Tuesday
Peg
Erik Wennermark
Peg walked up to Jim and kicked him in the shin.
"Ouch!" Jim said.
"Boo!" Peg said, thumbs hanging in his belt loops like a cowboy.
Jim turned, startled, searching the surrounding walls. They were bare and white, the ceiling low. It felt safe and familiar. Whew, Jim thought, that was close. He looked at Peg. "Thank you," he said. He smiled at Peg. Peg looks like me, Jim thought, except more so. Jim smiled bigger. Peg smiled back and kicked Jim in the other shin.
"Ouch!" Jim said.
"Boo!" Peg said, stifling a yawn.
Jim spun around. "Where are you?" he screamed. "Why are you doing this? I do not, we do not, deserve this! Stop!"
Peg put his hand on Jim's shoulder in a consoling manner. "How's the leg?" Peg asked. Jim reached down and touched his shin, dabbing at the small trickle of blood.
"Not so good," Jim replied.
"I understand," Peg said grimly, picking his teeth with the corner of an embossed business card.
A quiet smile creased Jim's face and Peg smiled back brightly, reaching his hand into Jim's pocket. Peg searched around, his fingers caressing Jim's leg through the fabric, and took Jim's dimes and quarters. Peg paused, searched around still more, and took Jim's nickels and pennies. Peg gave Jim's balls a little squeeze.
"Hey!" Jim said. "What's the big idea?"
"Boo!" Peg said, and spit contemptuously at a passing postal worker.
Jim fell to the ground, hands clasped around his head, terrified and shivering. He thought of his wife, his children, his future grandchildren, his own mother and father. Jim's eyes began to tear. Jim thought of Peg. Peg is strong, Jim thought. I must be strong. I must show resolution. Jim collected himself. He raised his head and asked Peg, "Are they gone?"
"No," Peg said, cleaning the corner of his eye. "They will never be gone. They will always be here. But I am here too. And I will protect you."
"God bless you," Jim said. "God bless you."
Note: Originally published in June 2012, Metazen.
Author's Note
This is a pretty old one, 2004, that I didn't send around until several years later. I was working at the amazing, wonderful, beautiful Enoch Pratt Free Library in Baltimore Maryland at the time I wrote "Peg" and it was the morning after George W. Bush defeated John Kerry in the U.S. presidential election. The mood in the library was grim, my colleagues and I trudging about listlessly through the stacks. How could this be? The first time was a mistake, larceny even, surely, but this time? Was it really possible? Peg appeared from the ether to answer my questions. I don't remember why he was named Peg -- round peg, round hole or something.
Erik Wennermark writes prose in Hong Kong.

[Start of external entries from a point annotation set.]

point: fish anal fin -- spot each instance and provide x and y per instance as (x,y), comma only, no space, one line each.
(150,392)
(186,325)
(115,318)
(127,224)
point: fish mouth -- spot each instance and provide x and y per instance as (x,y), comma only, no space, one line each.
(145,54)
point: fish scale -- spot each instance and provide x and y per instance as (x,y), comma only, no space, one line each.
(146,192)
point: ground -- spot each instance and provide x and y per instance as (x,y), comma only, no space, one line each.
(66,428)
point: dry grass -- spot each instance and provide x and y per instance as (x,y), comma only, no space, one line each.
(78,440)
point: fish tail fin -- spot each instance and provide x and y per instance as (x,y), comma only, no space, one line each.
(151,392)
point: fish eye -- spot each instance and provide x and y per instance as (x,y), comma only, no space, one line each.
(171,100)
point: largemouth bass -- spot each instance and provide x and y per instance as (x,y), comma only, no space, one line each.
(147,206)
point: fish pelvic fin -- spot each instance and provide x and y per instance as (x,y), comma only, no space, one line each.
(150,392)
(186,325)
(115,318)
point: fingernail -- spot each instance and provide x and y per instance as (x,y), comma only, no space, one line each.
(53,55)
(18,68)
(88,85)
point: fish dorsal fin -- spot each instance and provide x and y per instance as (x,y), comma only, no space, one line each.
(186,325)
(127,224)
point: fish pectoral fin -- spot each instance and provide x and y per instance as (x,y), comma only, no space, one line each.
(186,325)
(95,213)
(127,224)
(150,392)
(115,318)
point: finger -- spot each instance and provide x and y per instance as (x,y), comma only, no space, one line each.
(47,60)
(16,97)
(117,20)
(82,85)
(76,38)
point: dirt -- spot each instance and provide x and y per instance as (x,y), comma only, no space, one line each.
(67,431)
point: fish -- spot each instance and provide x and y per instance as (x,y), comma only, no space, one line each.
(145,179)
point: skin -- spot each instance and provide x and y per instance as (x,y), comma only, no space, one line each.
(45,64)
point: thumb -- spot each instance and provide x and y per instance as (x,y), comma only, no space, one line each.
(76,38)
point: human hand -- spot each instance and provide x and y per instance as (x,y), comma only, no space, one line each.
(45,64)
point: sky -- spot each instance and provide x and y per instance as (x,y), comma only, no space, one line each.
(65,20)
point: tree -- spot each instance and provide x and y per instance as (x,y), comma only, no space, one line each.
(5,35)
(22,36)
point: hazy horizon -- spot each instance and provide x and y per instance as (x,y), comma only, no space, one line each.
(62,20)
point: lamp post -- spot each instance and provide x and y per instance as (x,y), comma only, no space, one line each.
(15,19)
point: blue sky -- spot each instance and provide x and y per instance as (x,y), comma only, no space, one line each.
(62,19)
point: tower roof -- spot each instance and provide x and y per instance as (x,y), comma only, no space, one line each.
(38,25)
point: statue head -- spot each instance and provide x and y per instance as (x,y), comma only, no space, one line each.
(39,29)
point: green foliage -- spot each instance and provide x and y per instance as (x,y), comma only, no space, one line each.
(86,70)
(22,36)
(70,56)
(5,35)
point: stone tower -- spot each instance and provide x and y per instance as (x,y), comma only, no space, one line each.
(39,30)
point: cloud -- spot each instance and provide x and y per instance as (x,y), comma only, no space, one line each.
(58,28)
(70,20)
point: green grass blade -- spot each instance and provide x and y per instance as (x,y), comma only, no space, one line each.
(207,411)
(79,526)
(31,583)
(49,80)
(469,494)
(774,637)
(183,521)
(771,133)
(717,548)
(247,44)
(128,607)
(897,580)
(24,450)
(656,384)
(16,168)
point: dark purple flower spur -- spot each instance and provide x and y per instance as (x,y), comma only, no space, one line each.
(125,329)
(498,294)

He is following the current presidential campaign from afar with a mix of bemusement, chagrin, and hilarity.
FF.Net Editor Commentary (Randall Brown)
And so it begins: "Peg walked up to Jim and kicked him in the shin." Without history or explanation, out of nothing & into something, such story beginnings can give flash its immediacy, that idea of something alit, burning, burning, but only for the briefest of moments. And where will this kick lead? How do we go from an unexpected kick in the shin to that final "God Bless You?" In between, there's that trickle of blood. There's a prayer for strength. There's Peg, the attempt to fit the unfit.